I’ll kick the ball off with my own opinion.
For me the outstanding Scottish First Book of the Year is Brendan Gisby’s ‘The Percentages Men.’ What do you have to say about that?
Maybe you prefer non-fiction, biography, history or research. Here are the relevant shortlists. I can’t see ‘60 Years of World-Mending anywhere on these lists, though it could fit into a number of categories.’
Saltire Scottish History Book of the Year
A Tale of Three cities Bob Harris
Castles in the Mist Robin Noble
Oil Strike North Sea Mike Shepherd
Set Adrift upon the world, the Sutherland Clearances James Hunter
Shetland and the Great War Linda K Riddell
St Kilda St Kilda: The Last and Outmost Isle Angela Gannon and George Geddes
Saltire Society Scottish Research Book of the Year
The Vikings in Islay Alan MacNiven
James Hogg and British Romanticism Meiko O’ Halloran
Scottish Arctic Whaling Chelsey W. Sanger
The Wild Black Region Badenoch David Taylor
The Literary Culture of Early Modern Scotland Sebastiaan Verweij
These lists suggest to me that we do indeed live in a parallel universe.

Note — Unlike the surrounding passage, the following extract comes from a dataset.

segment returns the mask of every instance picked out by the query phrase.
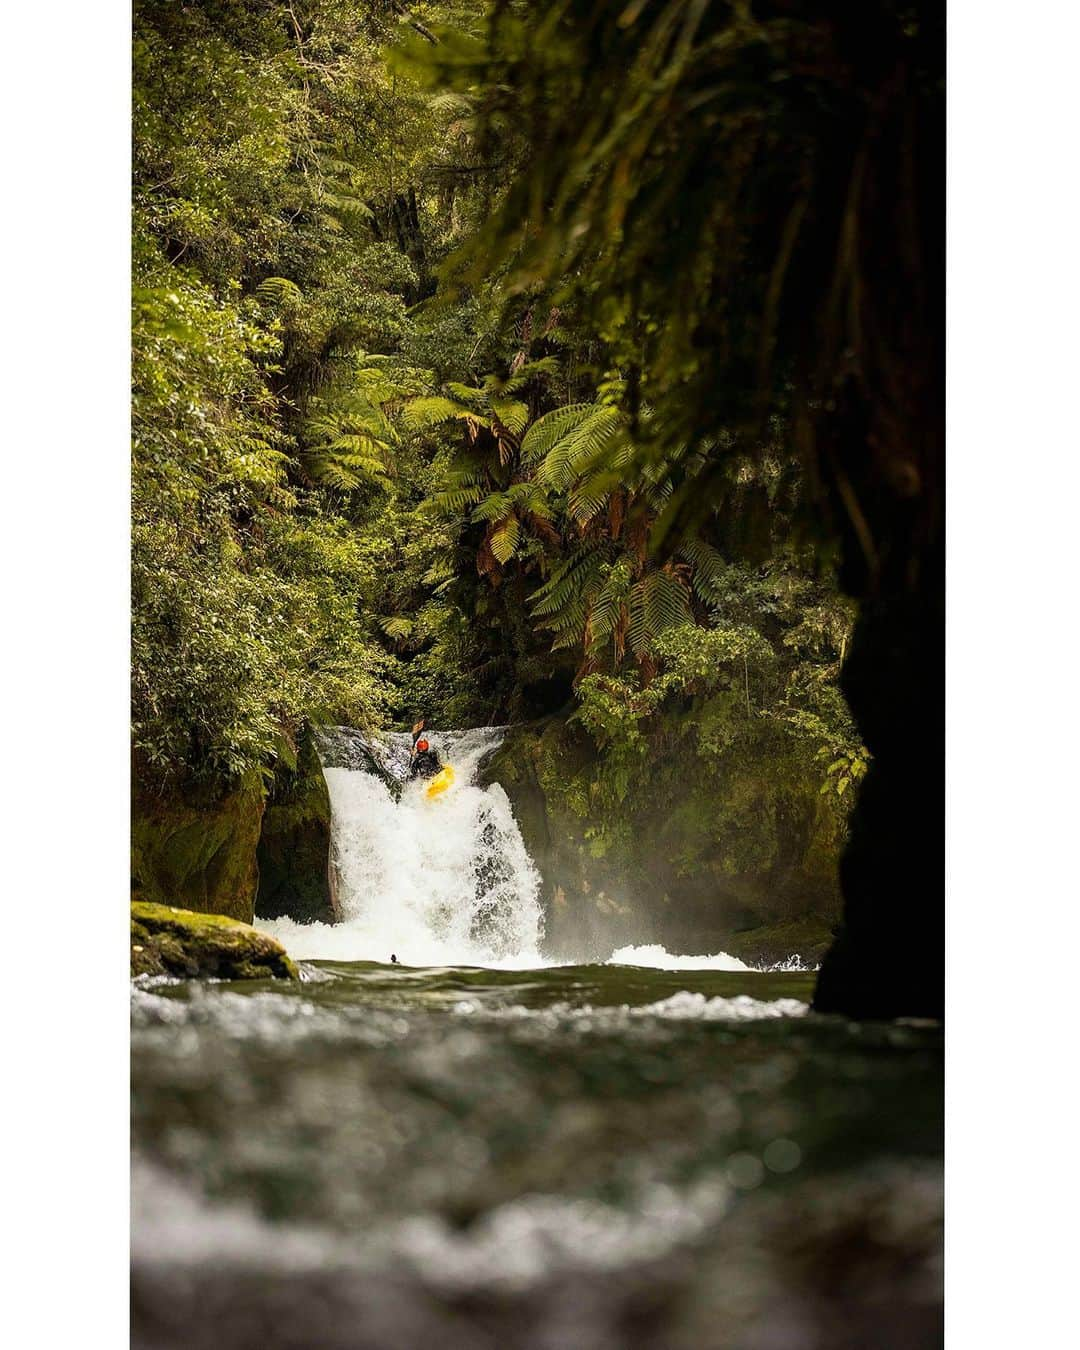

So I've invented my own UNDER THE RADAR AWARDS. What are awards apart from someone's opinion (and I'm happy to add yours to my own, but for the moment my own is all I have to go on) So here goes:
UNDER THE RADAR AWARD for new Scottish Fiction 2016:
The Percentages Men, Brendan Gisby
UNDER THE RADAR AWARD for Scottish Non Fiction 2016
60 Years of World Mending, James Leatham. (here I declare a personal interest as editor)
UNDER THE RADAR AWARD for Scottish Biography
The Life and Work of S.R.Crockett, Dr Islay Murray Donaldson (new edition)
Why not give them a go? You may be pleasantly surprised. They may not even be that far out of your comfort zone despite being firmly under the radar. If you've got any others worthy of being on a shortlist with these books then let me know. We might even set up a whole REAL Awards System - McRenegades style. Just got to figure out the runners, riders and rules.
P.S. No authors were harmed in this rant - my main point is to encourage you to READ - any and everything you like, but make sure it's WHAT YOU LIKE not what you're told to like by anyone else (including me).